There are two main types of diabetes mellitus known as type 1 or type 2.

Type 1 diabetes mellitus:

In type 1 diabetes mellitus, there is a lack or complete absence of insulin. Insulin is produced by the beta cells of the islets of Langerhans which are found within the pancreas gland. In normal life, the higher the glucose levels in the blood, the more insulin is produced, which pushes the glucose into the cells along with potassium.

The cause of type 1 diabetes mellitus is unknown but it still is usually occur in young life. There seems to be a genetic propensity but also some research suggests that a viral infection early in childhood may predispose to diabetes mellitus.

Type 2 diabetes mellitus:

In type 2 diabetes mellitus, there is usually a decrease in insulin levels although there may be an additional reduction in the action of the available insulin - known as insulin resistance. Type 2 diabetes mellitus tends to come on in later age, and is associated with obesity and alcoholism. The effect of obesity is probably that the requirements for incident over many years means that the body's ability to produce it runs out. Alcohol probably causes type 2 diabetes mellitus by causing pancreatitis, which starts at destroying the beta cells in the islets of Langerhans thus reducing the amount of insulin that can be produced.

Treatment of diabetes mellitus:

* Type 1 diabetes mellitus:

Type 1 diabetes mellitus needs to be treated by injections of insulin.

* Type 2 diabetes mellitus:

In type 2 diabetes mellitus, the initial treatment is to be careful with diet, both with losing weight and also keeping away from high sugar foods.
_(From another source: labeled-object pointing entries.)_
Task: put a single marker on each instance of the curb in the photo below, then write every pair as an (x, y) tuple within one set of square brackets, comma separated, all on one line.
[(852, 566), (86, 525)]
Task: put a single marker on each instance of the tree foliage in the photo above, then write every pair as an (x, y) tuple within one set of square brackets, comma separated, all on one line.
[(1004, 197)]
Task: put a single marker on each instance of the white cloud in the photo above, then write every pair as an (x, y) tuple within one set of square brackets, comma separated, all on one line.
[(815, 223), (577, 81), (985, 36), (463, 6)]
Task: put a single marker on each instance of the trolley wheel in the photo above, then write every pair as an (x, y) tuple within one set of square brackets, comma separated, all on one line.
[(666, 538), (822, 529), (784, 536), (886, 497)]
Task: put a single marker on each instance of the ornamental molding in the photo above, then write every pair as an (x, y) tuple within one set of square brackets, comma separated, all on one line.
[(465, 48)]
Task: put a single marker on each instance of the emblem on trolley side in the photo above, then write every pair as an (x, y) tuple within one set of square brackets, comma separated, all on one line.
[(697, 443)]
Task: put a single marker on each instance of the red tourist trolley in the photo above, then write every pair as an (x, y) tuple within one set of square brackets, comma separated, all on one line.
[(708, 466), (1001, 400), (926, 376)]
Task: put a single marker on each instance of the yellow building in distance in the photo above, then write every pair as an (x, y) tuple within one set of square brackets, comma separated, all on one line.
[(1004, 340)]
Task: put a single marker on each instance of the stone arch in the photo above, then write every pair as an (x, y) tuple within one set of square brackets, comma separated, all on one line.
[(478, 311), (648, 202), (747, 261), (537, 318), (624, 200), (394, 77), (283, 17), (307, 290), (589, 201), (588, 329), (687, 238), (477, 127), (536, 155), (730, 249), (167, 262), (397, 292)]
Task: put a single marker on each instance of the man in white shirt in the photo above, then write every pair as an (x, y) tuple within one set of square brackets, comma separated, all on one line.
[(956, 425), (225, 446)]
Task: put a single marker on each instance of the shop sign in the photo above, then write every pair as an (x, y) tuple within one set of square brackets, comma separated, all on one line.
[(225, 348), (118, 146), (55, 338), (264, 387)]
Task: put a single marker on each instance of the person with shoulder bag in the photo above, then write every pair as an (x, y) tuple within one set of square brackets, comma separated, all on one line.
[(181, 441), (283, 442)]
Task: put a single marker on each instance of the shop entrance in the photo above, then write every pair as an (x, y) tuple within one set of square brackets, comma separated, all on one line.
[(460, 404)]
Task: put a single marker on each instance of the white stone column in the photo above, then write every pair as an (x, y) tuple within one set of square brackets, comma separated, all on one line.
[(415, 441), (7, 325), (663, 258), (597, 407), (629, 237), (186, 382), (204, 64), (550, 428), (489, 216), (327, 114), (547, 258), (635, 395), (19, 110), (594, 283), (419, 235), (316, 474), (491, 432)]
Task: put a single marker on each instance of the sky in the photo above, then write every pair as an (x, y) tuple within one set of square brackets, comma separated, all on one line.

As the condition worsens, drugs such as metformin might be needed that increase the release of the available insulin as well as enhance its effect. If it continues to deteriorate, in the later stages insulin injections might be required.

Complications of diabetes mellitus:

There are acute complications of diabetes mellitus such as too much sugar causing coma by a condition called a diabetic ketoacidosis, or too little sugar by a condition called diabetic hypoglycaemia. In addition, the extra sugar in the blood stream allows infections but also reduces immunity against them, increasing the risks of absences, septicaemia, urinary tract infections and other infections.

There are also chronic complications of diabetes mellitus. If someone has diabetes mellitus for a long time, it affects their blood vessels. Large blood vessels get hardened and narrow and may block. This can cause heart attacks, gangrene of toes and feet as well as ulcers. Small blood vessels actually increase in number. In the eye, these extra blood vessels cover the retina causing blindness - called diabetic retinopathy.

Importance of treatment:

There is good evidence that diabetic patients who keep very good control of their blood sugar have better long-term quality of life and fewer complications.